Jusque-là les candidats policiers tentés par la police judiciaire étaient recrutés par un concours spécifique menant à une des filières « en civil » avec les grades tout d’abord d’officier de police adjoint, d’officier de police, d’officier de police principale transformé ensuite en inspecteur de police, inspecteur principal de police et inspecteur divisionnaire de police, le cas des commissaires étant à part.
Tous ces fonctionnaires, fonctionnant à la satisfaction générale dans le cadre d’une filière « police judiciaire » parfaitement définie, et totalement étrangers aux problématiques de ce que l’on appelle maintenant « la sécurité publique » (les corps en tenue) entretenaient des relations étroites avec les magistrats, en particulier du Parquet.

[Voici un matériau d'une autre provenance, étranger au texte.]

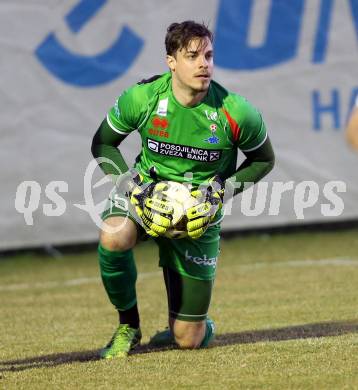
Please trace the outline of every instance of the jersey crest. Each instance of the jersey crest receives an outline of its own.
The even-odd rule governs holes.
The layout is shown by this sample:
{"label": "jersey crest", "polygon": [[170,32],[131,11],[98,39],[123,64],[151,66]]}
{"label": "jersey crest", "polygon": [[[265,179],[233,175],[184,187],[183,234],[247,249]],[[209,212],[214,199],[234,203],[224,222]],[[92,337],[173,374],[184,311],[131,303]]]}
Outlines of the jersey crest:
{"label": "jersey crest", "polygon": [[220,138],[218,138],[215,133],[217,130],[217,125],[212,123],[210,125],[211,137],[206,138],[204,141],[209,142],[209,144],[218,144],[220,142]]}

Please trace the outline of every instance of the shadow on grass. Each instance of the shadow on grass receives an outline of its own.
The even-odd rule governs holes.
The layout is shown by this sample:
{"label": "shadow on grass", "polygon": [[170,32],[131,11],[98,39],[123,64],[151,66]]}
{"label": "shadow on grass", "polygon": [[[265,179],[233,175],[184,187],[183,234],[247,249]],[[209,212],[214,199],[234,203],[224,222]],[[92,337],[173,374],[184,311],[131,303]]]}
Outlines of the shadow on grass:
{"label": "shadow on grass", "polygon": [[341,336],[349,333],[358,333],[358,320],[321,322],[317,324],[288,326],[277,329],[226,333],[217,335],[213,346]]}
{"label": "shadow on grass", "polygon": [[0,361],[0,373],[24,371],[32,368],[55,367],[62,364],[99,360],[98,350],[63,352],[51,355],[34,356],[19,360]]}
{"label": "shadow on grass", "polygon": [[[306,338],[319,338],[340,336],[344,334],[358,333],[358,320],[322,322],[317,324],[305,324],[288,326],[277,329],[253,330],[239,333],[219,334],[213,343],[213,347],[234,344],[253,344],[267,341],[297,340]],[[158,348],[143,344],[132,352],[135,354],[167,351],[175,347]],[[55,367],[62,364],[77,362],[90,362],[99,360],[98,350],[55,353],[51,355],[36,356],[19,360],[0,361],[1,372],[15,372],[33,368]]]}

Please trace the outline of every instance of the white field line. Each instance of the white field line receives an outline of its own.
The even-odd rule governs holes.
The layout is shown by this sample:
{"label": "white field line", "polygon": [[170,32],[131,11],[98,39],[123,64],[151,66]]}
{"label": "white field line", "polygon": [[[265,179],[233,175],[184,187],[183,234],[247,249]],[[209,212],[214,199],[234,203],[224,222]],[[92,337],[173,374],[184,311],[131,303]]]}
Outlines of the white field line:
{"label": "white field line", "polygon": [[239,267],[243,269],[257,269],[257,268],[281,268],[281,267],[323,267],[327,265],[333,266],[358,266],[358,260],[336,257],[333,259],[317,259],[317,260],[291,260],[291,261],[276,261],[259,262],[252,264],[241,264]]}
{"label": "white field line", "polygon": [[[138,275],[138,280],[151,278],[153,276],[162,275],[162,272],[143,272]],[[51,281],[51,282],[40,282],[40,283],[19,283],[19,284],[7,284],[0,285],[0,291],[18,291],[18,290],[29,290],[29,289],[46,289],[46,288],[55,288],[55,287],[66,287],[66,286],[80,286],[82,284],[96,284],[100,283],[101,278],[78,278],[78,279],[69,279],[62,281]]]}
{"label": "white field line", "polygon": [[[293,261],[279,261],[274,263],[258,262],[253,264],[238,264],[237,267],[242,270],[254,270],[258,268],[278,268],[278,267],[322,267],[322,266],[358,266],[358,260],[349,258],[332,258],[332,259],[318,259],[318,260],[293,260]],[[221,268],[227,268],[225,265]],[[232,268],[232,266],[230,266]],[[138,275],[138,280],[157,277],[162,275],[161,271],[156,272],[142,272]],[[99,277],[95,278],[78,278],[68,279],[63,281],[49,281],[40,283],[21,283],[21,284],[6,284],[0,285],[0,291],[18,291],[29,289],[48,289],[55,287],[66,286],[80,286],[83,284],[100,283]]]}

Pour faire valoir les intentions gouvernementales, le ministère met en avant deux arguments : Les économies de gestion et les conflits entre les directions. La Cour des comptes a démontré que mutualisation ne rimait pas toujours avec l’économie, bien au contraire. Pour le gouvernement, des directions uniques, départementales, sous l’autorité omniprésente d’un préfet seront gage d’efficience. Elles revêtiront en réalité, la réduction des moyens, la dilution des compétences par un nivellement vers le bas exigé par un pilotage opérationnel, administratif et politique global, véritable dissolution des compétences ancestrales des brigades de la police judiciaire française, au profit de la Sécurité Publique, elle aussi en difficulté.

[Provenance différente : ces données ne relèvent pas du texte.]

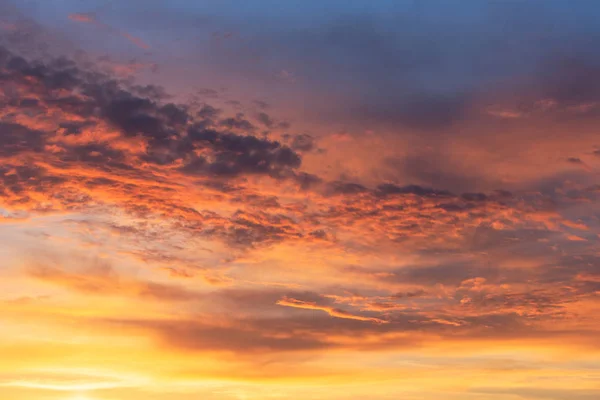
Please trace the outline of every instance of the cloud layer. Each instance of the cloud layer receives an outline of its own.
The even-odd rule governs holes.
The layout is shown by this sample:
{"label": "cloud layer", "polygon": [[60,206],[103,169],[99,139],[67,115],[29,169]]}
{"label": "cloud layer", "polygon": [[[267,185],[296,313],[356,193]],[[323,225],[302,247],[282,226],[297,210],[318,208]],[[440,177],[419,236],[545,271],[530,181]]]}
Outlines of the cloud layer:
{"label": "cloud layer", "polygon": [[596,7],[417,3],[0,1],[0,397],[597,397]]}

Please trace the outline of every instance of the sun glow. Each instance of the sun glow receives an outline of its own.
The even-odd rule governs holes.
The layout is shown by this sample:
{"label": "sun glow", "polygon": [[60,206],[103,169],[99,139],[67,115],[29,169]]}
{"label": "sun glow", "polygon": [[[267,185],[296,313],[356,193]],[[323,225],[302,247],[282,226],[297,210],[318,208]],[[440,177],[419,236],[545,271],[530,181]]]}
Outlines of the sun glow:
{"label": "sun glow", "polygon": [[76,394],[71,395],[70,397],[67,397],[65,400],[96,400],[96,399],[94,399],[91,396],[84,394],[84,393],[76,393]]}

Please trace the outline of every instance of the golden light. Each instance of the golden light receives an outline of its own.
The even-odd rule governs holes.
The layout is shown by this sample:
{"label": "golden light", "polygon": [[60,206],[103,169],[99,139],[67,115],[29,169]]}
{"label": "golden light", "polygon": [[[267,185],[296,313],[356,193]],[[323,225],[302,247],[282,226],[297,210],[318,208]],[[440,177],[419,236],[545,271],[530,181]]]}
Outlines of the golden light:
{"label": "golden light", "polygon": [[77,394],[73,394],[71,395],[71,397],[67,397],[66,400],[95,400],[92,397],[90,397],[89,395],[85,394],[85,393],[77,393]]}

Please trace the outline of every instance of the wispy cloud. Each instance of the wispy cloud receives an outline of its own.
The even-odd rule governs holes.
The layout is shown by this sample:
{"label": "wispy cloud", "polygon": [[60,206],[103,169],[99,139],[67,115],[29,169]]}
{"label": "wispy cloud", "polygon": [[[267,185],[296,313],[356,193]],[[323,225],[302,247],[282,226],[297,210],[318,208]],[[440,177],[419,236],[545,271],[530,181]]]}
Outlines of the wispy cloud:
{"label": "wispy cloud", "polygon": [[368,321],[368,322],[375,322],[378,324],[385,324],[388,322],[383,319],[355,315],[355,314],[351,314],[347,311],[340,310],[339,308],[319,305],[312,301],[302,301],[302,300],[297,300],[297,299],[290,298],[290,297],[284,297],[280,300],[277,300],[277,304],[280,306],[284,306],[284,307],[293,307],[293,308],[302,308],[305,310],[324,311],[327,314],[331,315],[332,317],[336,317],[336,318],[355,319],[357,321]]}
{"label": "wispy cloud", "polygon": [[101,21],[98,21],[98,18],[96,16],[95,13],[74,13],[74,14],[69,14],[69,19],[71,21],[75,21],[75,22],[81,22],[81,23],[86,23],[86,24],[91,24],[94,25],[95,27],[99,28],[100,30],[103,30],[107,33],[111,33],[114,35],[118,35],[121,36],[125,39],[127,39],[128,41],[130,41],[131,43],[133,43],[134,45],[136,45],[137,47],[144,49],[144,50],[149,50],[150,46],[148,44],[146,44],[142,39],[135,37],[125,31],[116,29],[111,27],[110,25],[107,25]]}

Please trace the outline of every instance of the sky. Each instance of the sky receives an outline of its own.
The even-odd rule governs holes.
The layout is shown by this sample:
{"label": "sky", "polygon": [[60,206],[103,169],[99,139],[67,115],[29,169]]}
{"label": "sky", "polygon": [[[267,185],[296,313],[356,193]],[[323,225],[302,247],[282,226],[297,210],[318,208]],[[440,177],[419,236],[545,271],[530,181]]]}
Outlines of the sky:
{"label": "sky", "polygon": [[600,398],[599,18],[0,0],[0,398]]}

C’est à ce qui reste de cette spécialisation que s’attaque M. Darmanin avec cette réforme portant création des Directions Départementales de la Police Nationale. Dans son rapport annexé à la LOPMI il vise à supprimer l’ensemble des directions actives de police pour en rassembler les personnels au sein d’une Direction Départementale de la Police Nationale regroupant les diverses spécialités sous la férule d’un Directeur Départemental placé sous l’autorité du Préfet estimant que l’organisation « en silo » c’est-à-dire par spécialités n’était pas satisfaisante.
Mais une conséquence en sera que les Officier de Police Judiciaire se retrouveront de fait placés sous l’autorité du Préfet tandis que le contrôle et le pouvoir de direction des magistrats du Parquet s’amoindrira.
En effet, considérant la situation hiérarchisée des O.P.J, il n’est pas douteux que le côté « administratif (Préfet et hiérarchie) » supplantera sans difficulté le côté « judiciaire (magistrats) » portant ainsi une atteinte fondamentale au principe de séparation des pouvoirs les O.P.J. se trouvant alors aux ordres de l’exécutif dans leur exercice judiciaire.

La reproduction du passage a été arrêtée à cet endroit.